Por José Gregorio Hernández.-Para la Iglesia Católica, que tan mal de imagen venía en los últimos años -en especial por culpa de los curas pederastas y de las intrigas en el propio Vaticano-, la elección y posterior actividad del Cardenal Bergoglio, el Papa Francisco, han constituido un verdadero bálsamo. No creo equivocarme al decir que, además de devolver la confianza a los católicos practicantes que comenzaban a perderla o la habían perdido, el Santo Padre ha logrado que muchos de quienes se habían ido del seno de la Iglesia hayan regresado a ella.

El liderazgo de Francisco es indudable. Lo demuestra su última gira, durante la cual, tras la restauración de relaciones con la Iglesia Ortodoxa rusa, tras siglos de alejamiento -en ese encuentro de La Habana con el Patriarca Kirill-, logró, en México,  aglutinar a su alrededor al pueblo, en momentos muy difíciles para esa Nación.

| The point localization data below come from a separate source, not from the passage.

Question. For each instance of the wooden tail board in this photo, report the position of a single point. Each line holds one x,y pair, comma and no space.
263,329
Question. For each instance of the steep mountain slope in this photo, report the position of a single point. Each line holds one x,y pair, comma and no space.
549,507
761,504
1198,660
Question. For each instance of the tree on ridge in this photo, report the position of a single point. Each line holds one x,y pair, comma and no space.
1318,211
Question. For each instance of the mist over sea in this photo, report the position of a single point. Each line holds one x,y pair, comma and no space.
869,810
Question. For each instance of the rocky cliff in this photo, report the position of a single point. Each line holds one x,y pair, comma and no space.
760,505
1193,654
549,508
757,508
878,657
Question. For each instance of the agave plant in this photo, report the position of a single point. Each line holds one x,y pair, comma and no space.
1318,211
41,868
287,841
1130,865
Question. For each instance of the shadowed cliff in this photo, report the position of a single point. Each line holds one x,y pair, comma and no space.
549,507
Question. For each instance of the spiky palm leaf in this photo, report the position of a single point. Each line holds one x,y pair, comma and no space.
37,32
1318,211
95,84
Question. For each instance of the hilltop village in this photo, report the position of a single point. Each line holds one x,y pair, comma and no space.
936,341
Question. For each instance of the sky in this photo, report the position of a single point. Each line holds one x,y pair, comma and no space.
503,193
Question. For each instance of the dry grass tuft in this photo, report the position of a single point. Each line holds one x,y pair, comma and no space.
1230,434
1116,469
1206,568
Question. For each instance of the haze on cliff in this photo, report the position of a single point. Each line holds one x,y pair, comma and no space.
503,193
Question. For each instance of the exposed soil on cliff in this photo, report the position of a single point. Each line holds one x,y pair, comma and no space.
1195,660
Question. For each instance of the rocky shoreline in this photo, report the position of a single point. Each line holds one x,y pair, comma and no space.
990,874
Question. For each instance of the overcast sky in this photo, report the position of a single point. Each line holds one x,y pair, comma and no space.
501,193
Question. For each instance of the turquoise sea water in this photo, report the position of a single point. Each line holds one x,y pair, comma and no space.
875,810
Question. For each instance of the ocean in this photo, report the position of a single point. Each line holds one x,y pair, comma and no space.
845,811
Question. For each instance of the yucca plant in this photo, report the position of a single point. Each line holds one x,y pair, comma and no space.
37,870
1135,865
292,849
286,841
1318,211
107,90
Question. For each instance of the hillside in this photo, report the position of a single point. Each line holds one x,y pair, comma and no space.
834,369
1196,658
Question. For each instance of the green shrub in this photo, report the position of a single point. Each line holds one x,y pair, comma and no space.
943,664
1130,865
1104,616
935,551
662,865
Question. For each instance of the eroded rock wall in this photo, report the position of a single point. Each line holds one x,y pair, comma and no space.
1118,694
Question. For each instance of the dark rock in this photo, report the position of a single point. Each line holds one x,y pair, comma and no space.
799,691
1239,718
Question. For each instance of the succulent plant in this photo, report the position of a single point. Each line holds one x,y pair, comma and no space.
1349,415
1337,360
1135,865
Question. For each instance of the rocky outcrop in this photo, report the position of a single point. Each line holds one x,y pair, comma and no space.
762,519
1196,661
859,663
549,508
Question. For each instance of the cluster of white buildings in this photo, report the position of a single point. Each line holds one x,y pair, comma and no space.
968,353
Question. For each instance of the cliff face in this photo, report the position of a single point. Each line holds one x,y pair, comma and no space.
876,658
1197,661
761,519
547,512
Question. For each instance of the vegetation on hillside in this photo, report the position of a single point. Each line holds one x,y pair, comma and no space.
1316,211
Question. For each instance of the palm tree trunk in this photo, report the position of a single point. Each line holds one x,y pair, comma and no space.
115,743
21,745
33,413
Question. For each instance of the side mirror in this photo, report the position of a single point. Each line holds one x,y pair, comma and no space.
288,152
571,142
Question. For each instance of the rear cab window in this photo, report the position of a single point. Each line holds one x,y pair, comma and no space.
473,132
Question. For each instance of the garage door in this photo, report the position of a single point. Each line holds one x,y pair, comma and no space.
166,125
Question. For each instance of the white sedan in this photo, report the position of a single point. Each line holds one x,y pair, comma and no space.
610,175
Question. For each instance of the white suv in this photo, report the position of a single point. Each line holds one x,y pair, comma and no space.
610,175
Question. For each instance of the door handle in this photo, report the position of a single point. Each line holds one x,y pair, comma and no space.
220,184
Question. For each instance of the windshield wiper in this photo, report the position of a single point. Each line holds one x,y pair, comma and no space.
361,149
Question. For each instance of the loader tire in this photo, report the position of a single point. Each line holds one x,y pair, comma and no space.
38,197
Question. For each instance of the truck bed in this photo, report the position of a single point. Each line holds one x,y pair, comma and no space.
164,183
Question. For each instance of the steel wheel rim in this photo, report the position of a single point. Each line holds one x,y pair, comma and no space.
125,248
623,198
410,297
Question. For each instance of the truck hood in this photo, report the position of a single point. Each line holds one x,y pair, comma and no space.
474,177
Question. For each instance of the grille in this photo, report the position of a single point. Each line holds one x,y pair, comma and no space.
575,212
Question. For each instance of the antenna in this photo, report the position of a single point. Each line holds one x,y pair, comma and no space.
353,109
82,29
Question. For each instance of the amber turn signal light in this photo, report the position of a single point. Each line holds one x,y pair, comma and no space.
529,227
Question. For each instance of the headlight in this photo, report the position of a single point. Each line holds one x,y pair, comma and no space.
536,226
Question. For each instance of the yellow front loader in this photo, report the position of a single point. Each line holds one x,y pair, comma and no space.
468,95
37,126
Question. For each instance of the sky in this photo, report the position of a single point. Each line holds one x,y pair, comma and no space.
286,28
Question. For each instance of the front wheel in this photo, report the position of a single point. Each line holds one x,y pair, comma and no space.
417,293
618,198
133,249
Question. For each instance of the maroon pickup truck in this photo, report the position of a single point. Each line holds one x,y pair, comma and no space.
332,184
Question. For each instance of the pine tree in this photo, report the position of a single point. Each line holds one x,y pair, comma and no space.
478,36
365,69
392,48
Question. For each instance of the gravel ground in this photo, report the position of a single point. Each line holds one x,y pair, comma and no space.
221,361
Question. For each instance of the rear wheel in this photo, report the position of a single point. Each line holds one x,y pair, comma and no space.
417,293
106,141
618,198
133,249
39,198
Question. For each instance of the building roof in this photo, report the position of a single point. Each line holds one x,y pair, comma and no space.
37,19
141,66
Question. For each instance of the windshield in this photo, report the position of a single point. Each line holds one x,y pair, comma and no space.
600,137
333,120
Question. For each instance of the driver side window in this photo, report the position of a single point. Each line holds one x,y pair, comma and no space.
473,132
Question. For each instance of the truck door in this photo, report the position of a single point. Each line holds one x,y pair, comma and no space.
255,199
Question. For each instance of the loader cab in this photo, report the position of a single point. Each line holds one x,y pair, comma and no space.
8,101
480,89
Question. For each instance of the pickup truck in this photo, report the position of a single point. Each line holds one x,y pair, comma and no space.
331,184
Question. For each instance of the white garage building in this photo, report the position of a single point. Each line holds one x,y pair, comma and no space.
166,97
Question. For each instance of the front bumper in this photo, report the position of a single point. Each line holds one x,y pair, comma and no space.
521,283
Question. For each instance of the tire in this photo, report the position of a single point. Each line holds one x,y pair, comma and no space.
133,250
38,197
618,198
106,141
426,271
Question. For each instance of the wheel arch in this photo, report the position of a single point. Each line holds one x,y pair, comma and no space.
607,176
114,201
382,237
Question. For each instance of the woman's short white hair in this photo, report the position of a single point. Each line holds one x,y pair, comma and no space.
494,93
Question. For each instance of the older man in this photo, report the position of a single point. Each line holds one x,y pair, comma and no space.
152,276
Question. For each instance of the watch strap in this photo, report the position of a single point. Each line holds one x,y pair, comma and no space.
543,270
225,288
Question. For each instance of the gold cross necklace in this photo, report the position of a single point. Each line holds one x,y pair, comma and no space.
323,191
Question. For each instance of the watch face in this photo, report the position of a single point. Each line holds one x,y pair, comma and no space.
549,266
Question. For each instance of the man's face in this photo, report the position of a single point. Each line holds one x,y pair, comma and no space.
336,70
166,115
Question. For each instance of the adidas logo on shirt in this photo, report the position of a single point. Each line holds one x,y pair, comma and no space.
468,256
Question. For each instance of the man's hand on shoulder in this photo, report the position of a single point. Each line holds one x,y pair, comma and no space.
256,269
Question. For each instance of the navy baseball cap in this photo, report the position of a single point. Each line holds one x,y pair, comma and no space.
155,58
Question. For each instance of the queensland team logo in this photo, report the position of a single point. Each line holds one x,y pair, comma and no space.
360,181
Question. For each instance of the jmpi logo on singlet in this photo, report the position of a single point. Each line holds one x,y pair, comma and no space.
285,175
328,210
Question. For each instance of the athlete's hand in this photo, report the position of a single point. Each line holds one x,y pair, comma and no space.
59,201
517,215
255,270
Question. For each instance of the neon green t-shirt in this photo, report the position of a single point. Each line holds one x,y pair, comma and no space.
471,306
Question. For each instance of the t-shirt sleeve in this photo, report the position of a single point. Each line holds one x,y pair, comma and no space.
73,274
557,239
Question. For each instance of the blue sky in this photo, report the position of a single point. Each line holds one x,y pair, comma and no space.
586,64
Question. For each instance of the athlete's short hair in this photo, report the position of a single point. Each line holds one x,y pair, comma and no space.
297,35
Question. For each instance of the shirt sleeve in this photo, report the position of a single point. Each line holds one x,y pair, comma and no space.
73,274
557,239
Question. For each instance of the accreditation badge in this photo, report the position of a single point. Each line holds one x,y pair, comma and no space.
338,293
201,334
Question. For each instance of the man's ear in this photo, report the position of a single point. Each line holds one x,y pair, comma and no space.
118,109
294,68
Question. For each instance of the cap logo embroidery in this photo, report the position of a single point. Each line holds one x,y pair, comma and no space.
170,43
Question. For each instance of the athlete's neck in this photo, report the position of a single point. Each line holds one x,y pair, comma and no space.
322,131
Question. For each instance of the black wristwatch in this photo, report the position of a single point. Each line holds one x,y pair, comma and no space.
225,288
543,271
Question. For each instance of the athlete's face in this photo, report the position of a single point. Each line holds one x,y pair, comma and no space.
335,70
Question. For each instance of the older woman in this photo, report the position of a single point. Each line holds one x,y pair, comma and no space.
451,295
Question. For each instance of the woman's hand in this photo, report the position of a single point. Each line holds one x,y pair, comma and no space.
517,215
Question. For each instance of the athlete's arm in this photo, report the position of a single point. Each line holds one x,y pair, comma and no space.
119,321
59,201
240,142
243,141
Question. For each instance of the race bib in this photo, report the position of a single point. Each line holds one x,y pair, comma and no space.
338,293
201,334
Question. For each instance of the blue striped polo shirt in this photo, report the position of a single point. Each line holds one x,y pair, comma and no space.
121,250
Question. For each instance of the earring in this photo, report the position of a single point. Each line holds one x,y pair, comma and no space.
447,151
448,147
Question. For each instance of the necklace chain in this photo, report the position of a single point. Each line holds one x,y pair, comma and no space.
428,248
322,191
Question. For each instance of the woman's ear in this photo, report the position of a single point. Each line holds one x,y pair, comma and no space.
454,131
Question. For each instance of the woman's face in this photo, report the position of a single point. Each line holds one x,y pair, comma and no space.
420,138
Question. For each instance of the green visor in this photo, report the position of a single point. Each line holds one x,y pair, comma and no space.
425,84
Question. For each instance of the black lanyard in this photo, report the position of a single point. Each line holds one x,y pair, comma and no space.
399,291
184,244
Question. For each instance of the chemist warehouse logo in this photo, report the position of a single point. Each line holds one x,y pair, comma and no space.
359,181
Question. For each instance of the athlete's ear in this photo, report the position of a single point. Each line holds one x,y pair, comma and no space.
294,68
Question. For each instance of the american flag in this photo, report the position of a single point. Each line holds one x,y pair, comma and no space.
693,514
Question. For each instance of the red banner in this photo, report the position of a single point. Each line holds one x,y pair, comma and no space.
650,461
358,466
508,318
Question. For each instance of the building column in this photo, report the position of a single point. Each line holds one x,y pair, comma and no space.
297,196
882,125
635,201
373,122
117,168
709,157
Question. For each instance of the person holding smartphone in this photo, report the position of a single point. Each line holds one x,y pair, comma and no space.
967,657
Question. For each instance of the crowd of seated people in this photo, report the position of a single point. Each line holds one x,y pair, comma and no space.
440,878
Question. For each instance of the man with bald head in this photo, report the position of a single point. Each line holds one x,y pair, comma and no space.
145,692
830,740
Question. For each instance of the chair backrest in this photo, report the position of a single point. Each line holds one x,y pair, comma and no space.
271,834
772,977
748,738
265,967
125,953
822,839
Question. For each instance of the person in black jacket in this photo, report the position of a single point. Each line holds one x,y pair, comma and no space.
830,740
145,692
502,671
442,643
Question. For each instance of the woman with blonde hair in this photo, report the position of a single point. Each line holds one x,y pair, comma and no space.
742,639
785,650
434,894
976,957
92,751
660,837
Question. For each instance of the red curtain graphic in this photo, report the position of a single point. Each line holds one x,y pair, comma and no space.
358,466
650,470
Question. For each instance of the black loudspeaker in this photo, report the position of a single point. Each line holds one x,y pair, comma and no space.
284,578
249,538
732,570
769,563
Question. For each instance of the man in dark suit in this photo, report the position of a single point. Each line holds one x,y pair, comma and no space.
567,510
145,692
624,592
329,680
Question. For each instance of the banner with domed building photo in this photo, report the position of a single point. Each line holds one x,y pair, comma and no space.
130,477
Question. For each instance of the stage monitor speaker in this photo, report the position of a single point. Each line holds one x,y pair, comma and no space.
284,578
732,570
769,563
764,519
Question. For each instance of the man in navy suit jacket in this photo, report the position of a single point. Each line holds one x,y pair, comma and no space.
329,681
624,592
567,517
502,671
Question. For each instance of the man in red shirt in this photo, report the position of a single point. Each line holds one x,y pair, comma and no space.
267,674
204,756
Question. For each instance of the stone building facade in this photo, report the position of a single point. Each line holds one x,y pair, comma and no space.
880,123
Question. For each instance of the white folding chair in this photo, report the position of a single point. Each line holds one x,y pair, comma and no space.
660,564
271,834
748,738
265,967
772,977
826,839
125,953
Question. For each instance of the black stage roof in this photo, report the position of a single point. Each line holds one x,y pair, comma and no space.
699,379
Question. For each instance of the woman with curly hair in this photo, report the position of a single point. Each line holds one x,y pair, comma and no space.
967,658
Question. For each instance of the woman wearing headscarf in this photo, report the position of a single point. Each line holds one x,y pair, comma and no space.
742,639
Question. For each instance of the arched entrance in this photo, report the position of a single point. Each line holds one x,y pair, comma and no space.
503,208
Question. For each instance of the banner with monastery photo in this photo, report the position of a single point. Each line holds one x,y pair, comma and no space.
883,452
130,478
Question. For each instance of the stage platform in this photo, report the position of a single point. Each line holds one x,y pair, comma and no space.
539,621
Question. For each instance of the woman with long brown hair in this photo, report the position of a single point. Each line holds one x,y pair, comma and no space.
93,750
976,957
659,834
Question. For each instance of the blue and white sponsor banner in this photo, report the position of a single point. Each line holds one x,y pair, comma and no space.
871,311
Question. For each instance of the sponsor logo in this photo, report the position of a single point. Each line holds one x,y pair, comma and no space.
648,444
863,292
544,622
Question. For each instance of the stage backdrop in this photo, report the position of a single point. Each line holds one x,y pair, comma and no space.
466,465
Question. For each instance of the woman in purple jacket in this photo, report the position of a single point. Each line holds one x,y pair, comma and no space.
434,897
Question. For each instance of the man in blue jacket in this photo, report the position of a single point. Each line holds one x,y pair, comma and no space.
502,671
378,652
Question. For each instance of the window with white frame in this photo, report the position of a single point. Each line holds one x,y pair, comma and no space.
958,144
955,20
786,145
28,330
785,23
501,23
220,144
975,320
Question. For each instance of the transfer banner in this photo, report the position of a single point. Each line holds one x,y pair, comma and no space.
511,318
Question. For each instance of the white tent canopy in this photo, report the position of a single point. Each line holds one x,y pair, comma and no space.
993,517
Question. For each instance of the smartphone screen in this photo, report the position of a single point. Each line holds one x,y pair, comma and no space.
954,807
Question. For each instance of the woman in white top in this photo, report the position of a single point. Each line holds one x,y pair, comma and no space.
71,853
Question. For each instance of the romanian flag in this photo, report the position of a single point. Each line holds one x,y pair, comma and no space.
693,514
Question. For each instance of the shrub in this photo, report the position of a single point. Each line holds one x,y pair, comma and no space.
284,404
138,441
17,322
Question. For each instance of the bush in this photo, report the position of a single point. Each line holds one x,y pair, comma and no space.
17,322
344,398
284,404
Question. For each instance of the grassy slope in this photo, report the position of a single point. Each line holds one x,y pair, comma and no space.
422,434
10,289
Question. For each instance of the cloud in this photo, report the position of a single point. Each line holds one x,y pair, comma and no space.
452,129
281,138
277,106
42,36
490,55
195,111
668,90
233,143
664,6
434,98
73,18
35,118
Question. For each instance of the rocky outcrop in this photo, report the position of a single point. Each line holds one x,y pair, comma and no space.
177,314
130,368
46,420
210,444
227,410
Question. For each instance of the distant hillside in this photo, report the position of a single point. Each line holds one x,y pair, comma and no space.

El recibimiento apoteósico del Pontífice en todos y cada uno de los lugares que visitó, así como los contundentes mensajes que envió en todas y cada una de sus intervenciones,  hicieron que el mundo entero volviera sus ojos hacia el país norteamericano y tomara nota de las invaluables enseñanzas papales.

Vale la pena destacar el valor de Francisco al hablar, de manera directa y sin rodeos -sin eufemismos, ni retórica vacía-, acerca de los grandes males que afectan a México y a nuestros países: el narcotráfico, la violencia y la corrupción.

“Traficantes de la muerte”, denominó el Papa  a los narcos durante su homilía, en Ecatepec. Y señaló que el afán de riqueza, la búsqueda de la vanidad y el afán de figuración política conducen con frecuencia a las prácticas corruptas, tan extendidas en México y  entre nosotros.

Y, como ya es su costumbre, el Santo Padre mostró en este viaje su predilección por los más débiles, por los niños, por los pobres y desvalidos. Un verdadero apóstol y un auténtico cristiano.